Она торопливо погладила меня по руке, повернулась и пошла к дверям.
— Идем, — прошептала она, — наверно, он ждет нас.
— Скоро полночь, — сказал Брандт, — советую вам попытаться вздремнуть. Утром мы выедем отсюда в шесть часов.
Он уже в третий раз повторял нам это. В очаге еще тлел огонь, и в скупом свете настенных светильников он казался выше и худее обычного. Спутанные пряди волос свисали ему на лоб; темные впадины под скулами обозначились еще резче; лоб, нос и острый подбородок, казалось, были высечены из темного мрамора. Только когда он оборачивался, чтобы поворошить угли, мы видели его глаза, и они теперь были большие, блестящие, с удивительно маленькими жесткими зрачками, в которых словно поселился смертельный недуг, грозящий поразить организм, во всем прочем здоровый и способный сопротивляться до последнего.
Он привстал с кресла, но снова рухнул назад с коротким горьким смешком.

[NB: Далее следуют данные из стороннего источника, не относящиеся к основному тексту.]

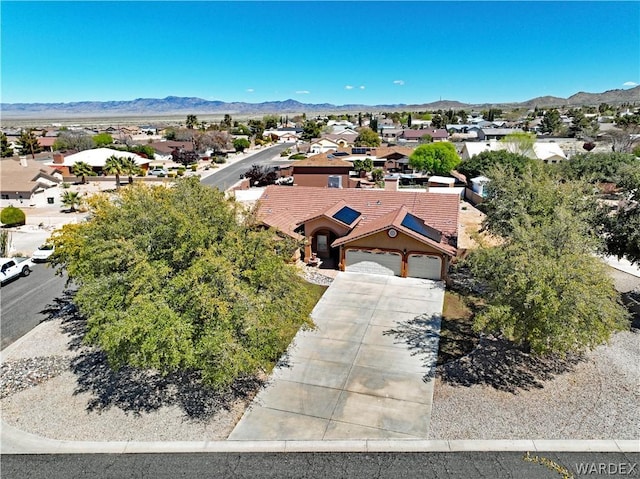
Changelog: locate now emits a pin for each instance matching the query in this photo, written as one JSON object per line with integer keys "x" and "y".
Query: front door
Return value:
{"x": 322, "y": 245}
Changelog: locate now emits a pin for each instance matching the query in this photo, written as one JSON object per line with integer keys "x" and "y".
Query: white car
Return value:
{"x": 13, "y": 267}
{"x": 42, "y": 253}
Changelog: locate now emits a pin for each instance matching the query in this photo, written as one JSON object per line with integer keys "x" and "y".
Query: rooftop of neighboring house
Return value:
{"x": 97, "y": 157}
{"x": 285, "y": 208}
{"x": 21, "y": 174}
{"x": 323, "y": 160}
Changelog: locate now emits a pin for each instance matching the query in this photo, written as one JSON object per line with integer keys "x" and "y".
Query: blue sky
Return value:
{"x": 339, "y": 52}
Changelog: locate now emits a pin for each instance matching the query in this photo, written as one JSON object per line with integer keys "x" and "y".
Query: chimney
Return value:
{"x": 391, "y": 184}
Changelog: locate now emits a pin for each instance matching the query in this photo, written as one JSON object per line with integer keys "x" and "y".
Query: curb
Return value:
{"x": 14, "y": 441}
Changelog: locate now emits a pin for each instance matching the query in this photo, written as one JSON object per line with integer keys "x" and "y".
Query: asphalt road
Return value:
{"x": 471, "y": 465}
{"x": 24, "y": 302}
{"x": 230, "y": 175}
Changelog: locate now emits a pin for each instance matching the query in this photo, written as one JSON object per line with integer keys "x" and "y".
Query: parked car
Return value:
{"x": 11, "y": 268}
{"x": 42, "y": 253}
{"x": 156, "y": 171}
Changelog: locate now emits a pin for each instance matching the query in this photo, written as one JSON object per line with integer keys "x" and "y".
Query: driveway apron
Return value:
{"x": 366, "y": 370}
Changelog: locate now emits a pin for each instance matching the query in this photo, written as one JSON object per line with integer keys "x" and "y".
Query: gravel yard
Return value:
{"x": 598, "y": 399}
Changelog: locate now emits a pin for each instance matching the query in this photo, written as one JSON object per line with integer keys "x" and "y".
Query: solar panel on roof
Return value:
{"x": 346, "y": 215}
{"x": 416, "y": 225}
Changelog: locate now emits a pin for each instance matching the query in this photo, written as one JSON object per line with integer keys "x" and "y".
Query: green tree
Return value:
{"x": 102, "y": 139}
{"x": 363, "y": 165}
{"x": 28, "y": 143}
{"x": 527, "y": 199}
{"x": 367, "y": 137}
{"x": 130, "y": 168}
{"x": 310, "y": 130}
{"x": 520, "y": 142}
{"x": 482, "y": 163}
{"x": 622, "y": 225}
{"x": 12, "y": 216}
{"x": 270, "y": 122}
{"x": 550, "y": 121}
{"x": 192, "y": 122}
{"x": 82, "y": 170}
{"x": 241, "y": 144}
{"x": 437, "y": 121}
{"x": 596, "y": 167}
{"x": 5, "y": 150}
{"x": 114, "y": 166}
{"x": 545, "y": 291}
{"x": 434, "y": 158}
{"x": 170, "y": 279}
{"x": 71, "y": 199}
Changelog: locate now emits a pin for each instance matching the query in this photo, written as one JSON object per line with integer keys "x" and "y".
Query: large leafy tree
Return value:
{"x": 545, "y": 291}
{"x": 596, "y": 167}
{"x": 171, "y": 279}
{"x": 482, "y": 163}
{"x": 551, "y": 121}
{"x": 622, "y": 226}
{"x": 71, "y": 199}
{"x": 28, "y": 143}
{"x": 521, "y": 200}
{"x": 520, "y": 142}
{"x": 310, "y": 130}
{"x": 434, "y": 158}
{"x": 103, "y": 139}
{"x": 367, "y": 137}
{"x": 82, "y": 169}
{"x": 5, "y": 150}
{"x": 114, "y": 166}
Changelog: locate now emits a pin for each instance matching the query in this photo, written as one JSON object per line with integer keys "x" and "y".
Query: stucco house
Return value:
{"x": 408, "y": 234}
{"x": 25, "y": 182}
{"x": 323, "y": 170}
{"x": 96, "y": 158}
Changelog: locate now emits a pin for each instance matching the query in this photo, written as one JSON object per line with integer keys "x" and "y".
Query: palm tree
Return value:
{"x": 82, "y": 170}
{"x": 71, "y": 199}
{"x": 114, "y": 166}
{"x": 130, "y": 168}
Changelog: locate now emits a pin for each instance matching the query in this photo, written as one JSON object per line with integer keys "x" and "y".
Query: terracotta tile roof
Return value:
{"x": 322, "y": 159}
{"x": 285, "y": 208}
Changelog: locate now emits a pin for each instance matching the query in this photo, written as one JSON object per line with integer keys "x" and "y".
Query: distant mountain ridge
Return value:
{"x": 192, "y": 105}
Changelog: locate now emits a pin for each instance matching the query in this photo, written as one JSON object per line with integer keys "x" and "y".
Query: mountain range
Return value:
{"x": 173, "y": 105}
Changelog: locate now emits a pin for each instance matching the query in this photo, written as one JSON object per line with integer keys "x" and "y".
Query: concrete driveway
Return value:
{"x": 364, "y": 373}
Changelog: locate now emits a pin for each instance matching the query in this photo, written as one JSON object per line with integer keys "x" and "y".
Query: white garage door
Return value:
{"x": 424, "y": 266}
{"x": 360, "y": 261}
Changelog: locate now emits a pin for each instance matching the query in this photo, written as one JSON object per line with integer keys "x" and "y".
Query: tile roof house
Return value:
{"x": 96, "y": 158}
{"x": 321, "y": 170}
{"x": 25, "y": 181}
{"x": 374, "y": 231}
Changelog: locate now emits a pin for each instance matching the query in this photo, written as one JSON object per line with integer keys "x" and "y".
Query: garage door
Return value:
{"x": 424, "y": 266}
{"x": 360, "y": 261}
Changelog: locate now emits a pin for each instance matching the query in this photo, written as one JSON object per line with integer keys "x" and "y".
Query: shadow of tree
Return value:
{"x": 136, "y": 390}
{"x": 505, "y": 366}
{"x": 140, "y": 391}
{"x": 421, "y": 334}
{"x": 493, "y": 362}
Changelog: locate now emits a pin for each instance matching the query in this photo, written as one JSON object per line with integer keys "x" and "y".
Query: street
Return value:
{"x": 478, "y": 465}
{"x": 24, "y": 301}
{"x": 230, "y": 175}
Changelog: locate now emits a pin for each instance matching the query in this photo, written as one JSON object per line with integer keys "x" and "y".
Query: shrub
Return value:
{"x": 12, "y": 216}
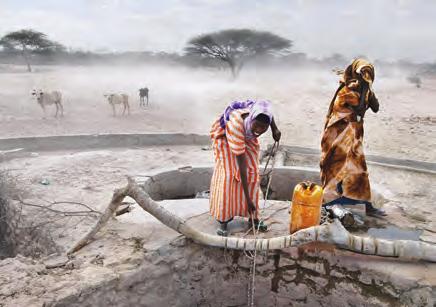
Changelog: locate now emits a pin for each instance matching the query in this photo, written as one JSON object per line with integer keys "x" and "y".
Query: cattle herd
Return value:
{"x": 46, "y": 98}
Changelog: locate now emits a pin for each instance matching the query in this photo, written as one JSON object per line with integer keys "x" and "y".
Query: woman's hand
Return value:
{"x": 275, "y": 131}
{"x": 276, "y": 134}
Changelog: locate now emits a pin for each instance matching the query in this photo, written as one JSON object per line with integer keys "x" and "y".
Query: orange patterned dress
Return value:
{"x": 227, "y": 198}
{"x": 343, "y": 165}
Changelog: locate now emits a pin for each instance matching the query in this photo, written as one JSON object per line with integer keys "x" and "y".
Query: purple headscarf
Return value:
{"x": 255, "y": 109}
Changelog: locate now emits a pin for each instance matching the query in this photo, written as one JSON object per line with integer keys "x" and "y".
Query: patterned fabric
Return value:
{"x": 343, "y": 166}
{"x": 227, "y": 198}
{"x": 255, "y": 109}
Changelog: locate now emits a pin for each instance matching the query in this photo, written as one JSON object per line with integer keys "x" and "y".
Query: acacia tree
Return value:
{"x": 235, "y": 46}
{"x": 28, "y": 41}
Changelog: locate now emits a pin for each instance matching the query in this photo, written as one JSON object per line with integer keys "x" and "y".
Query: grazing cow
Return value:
{"x": 121, "y": 99}
{"x": 143, "y": 92}
{"x": 45, "y": 98}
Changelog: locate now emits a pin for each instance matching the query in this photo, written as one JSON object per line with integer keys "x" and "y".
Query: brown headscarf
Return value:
{"x": 359, "y": 76}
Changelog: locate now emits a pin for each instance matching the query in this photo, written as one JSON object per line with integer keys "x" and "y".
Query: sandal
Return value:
{"x": 259, "y": 225}
{"x": 374, "y": 212}
{"x": 222, "y": 233}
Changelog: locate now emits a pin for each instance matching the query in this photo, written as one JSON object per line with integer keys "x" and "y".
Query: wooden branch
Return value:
{"x": 117, "y": 198}
{"x": 333, "y": 233}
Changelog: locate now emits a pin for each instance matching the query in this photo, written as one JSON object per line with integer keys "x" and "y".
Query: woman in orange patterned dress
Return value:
{"x": 344, "y": 173}
{"x": 234, "y": 189}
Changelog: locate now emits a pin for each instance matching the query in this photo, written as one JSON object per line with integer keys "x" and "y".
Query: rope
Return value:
{"x": 251, "y": 283}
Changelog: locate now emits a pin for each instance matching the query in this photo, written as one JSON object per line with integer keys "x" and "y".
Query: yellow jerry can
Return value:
{"x": 306, "y": 206}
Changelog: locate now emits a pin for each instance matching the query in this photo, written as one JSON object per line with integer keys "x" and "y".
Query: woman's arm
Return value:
{"x": 373, "y": 102}
{"x": 275, "y": 131}
{"x": 243, "y": 172}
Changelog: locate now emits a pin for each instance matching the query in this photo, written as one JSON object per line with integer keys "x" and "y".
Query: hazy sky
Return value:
{"x": 387, "y": 29}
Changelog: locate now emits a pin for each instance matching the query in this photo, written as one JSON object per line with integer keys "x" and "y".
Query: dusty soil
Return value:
{"x": 188, "y": 101}
{"x": 184, "y": 100}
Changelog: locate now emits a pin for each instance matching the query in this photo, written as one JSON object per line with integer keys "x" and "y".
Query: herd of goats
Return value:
{"x": 45, "y": 98}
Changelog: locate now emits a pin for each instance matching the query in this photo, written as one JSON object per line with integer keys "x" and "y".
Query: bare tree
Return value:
{"x": 235, "y": 47}
{"x": 27, "y": 41}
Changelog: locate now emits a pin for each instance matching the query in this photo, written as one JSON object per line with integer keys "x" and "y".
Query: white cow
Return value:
{"x": 45, "y": 98}
{"x": 114, "y": 99}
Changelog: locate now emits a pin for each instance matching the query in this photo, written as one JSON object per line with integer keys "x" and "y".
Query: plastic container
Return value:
{"x": 306, "y": 206}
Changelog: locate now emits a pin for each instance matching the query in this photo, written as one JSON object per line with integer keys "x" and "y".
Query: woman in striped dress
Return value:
{"x": 234, "y": 187}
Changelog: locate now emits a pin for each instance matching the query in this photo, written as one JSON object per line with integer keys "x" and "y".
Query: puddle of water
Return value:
{"x": 395, "y": 233}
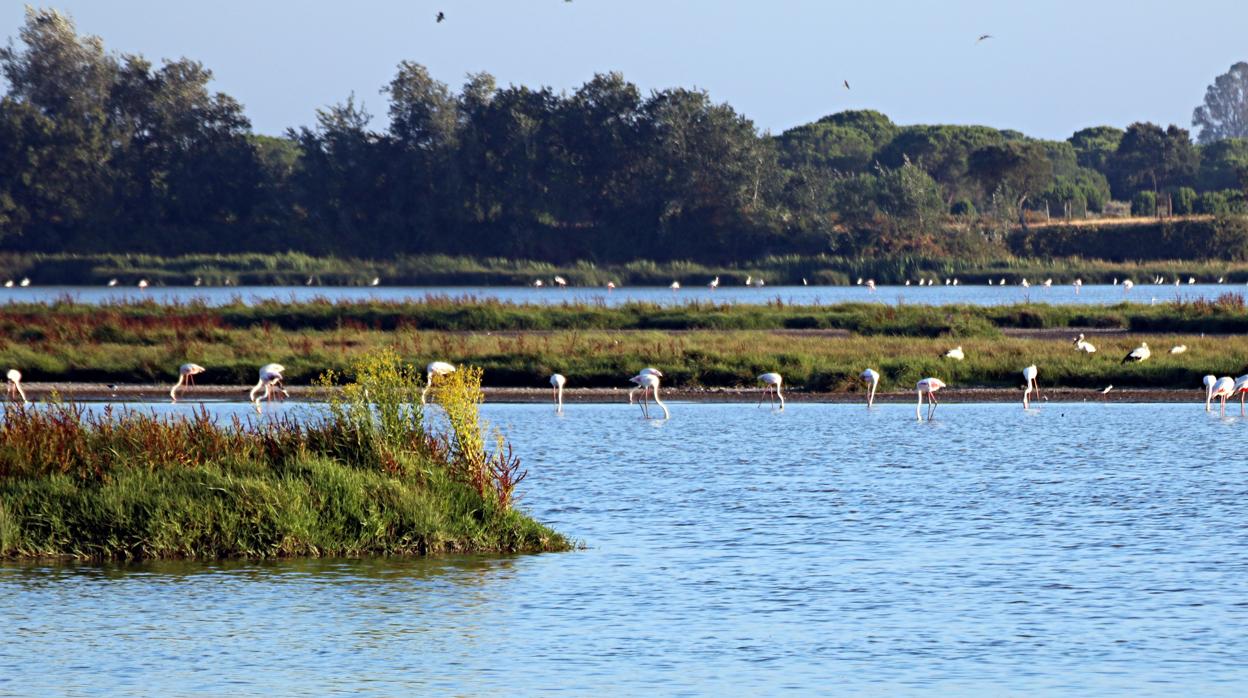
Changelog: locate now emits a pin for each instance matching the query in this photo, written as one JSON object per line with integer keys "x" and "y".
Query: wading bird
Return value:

— Я, конечно, захмелел, — пробормотал он, — но все еще недостаточно пьян. А знаете ли вы, что от вина в конечном счете трезвеешь? На это уходит несколько дней, неделя, бывает, и год, смотря по тому, что у тебя на душе. Но протрезветь можно. И вот настает утро, когда ты весь чист, просветлен и словно вывернут душой наружу. И похмелья нет, только какое-то приятное чувство отстраненности. Сердце больше не жмет, машина на полном ходу, руки у тебя теплые и сухие. Ты все пялишься и пялишься на что-нибудь одно, к примеру, на собственные ботинки, а не то на рукоятку ножа, которым разрезаешь бумагу, весь во власти восхитительного ощущения, будто ты от всего в стороне, но отнюдь не равнодушен, а, напротив, преисполнен живого интереса ко всему и дивишься лишь, что прежде никогда не видел вещи такими емкими и значительными... Так выпьем еще немножко? — Он держал в руке свернутую газету и, не поднимаясь с места, с ее помощью пододвинул нам бутылку.
Я покачал головой; голова была тяжелая и словно набита дробью. Справа на тахте смутно угадывался силуэт Герды, она полулежала, забившись в угол, и временами начинала моргать глазами, а потом вдруг, вздрогнув, испускала легкий стон.